Rehabilitationsmedizin ist nach § 2 und § 26 SGB IX die medizinische Spezialdisziplin zur Vorbeugung, Diagnostik und Behandlung chronischer Erkrankungen. Dies betrifft in besonderem Maße psychische Erkrankungen. Die Behandlung chronischer Erkrankungen erfordert in der Regel eine komplexe und multimodale Langzeitbetreuung, bei der niedergelassenen Ärzten eine zentrale Rolle zukommt. Allerdings gibt es bislang nur wenig ausgearbeitete Konzepte zu den rehabilitationsmedizinischen Aufgaben niedergelassener Ärzte und den ihnen zur Verfügung stehenden diesbezüglichen Behandlungsoptionen.

Methoden:

Zur Klärung der Frage, welche Rolle rehamedizinische Aspekte in der Hausarztpraxis haben, wurden im ersten Schritt 40 niedergelassene Ärzte zum geschätzten Anteil chronisch psychisch kranker Patienten in ihrer Praxis befragt.

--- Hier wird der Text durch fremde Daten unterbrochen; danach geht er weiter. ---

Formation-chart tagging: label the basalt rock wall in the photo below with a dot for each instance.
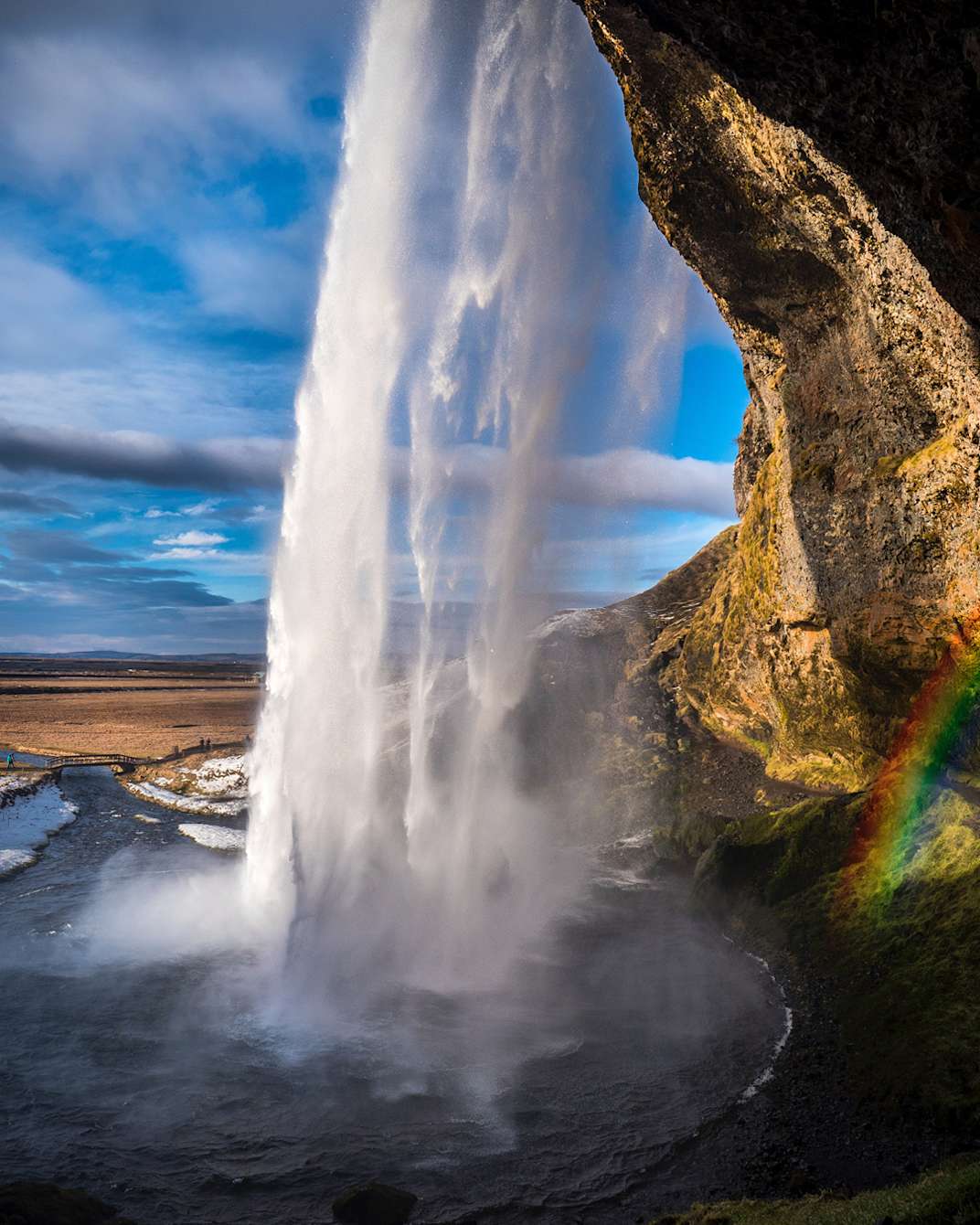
(818, 166)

Im zweiten Schritt wurden 1 451 Patienten im Alter von 18 bis 60 Jahren mittels des WHO-5-Screenings zum psychischen Wohlbefinden, dem IMET-Fragebogen zu Teilhabestörungen, der Burvillskala zur Multimorbidität und Fragen zum psychischen Erkrankungsstatus und Arbeitsstatus untersucht.

Ergebnisse:

Im Durchschnitt schätzten die Hausärzte den Anteil ihrer Patienten mit psychischen Erkrankungen auf 41,9% (SD=18,2; Range 15–90%).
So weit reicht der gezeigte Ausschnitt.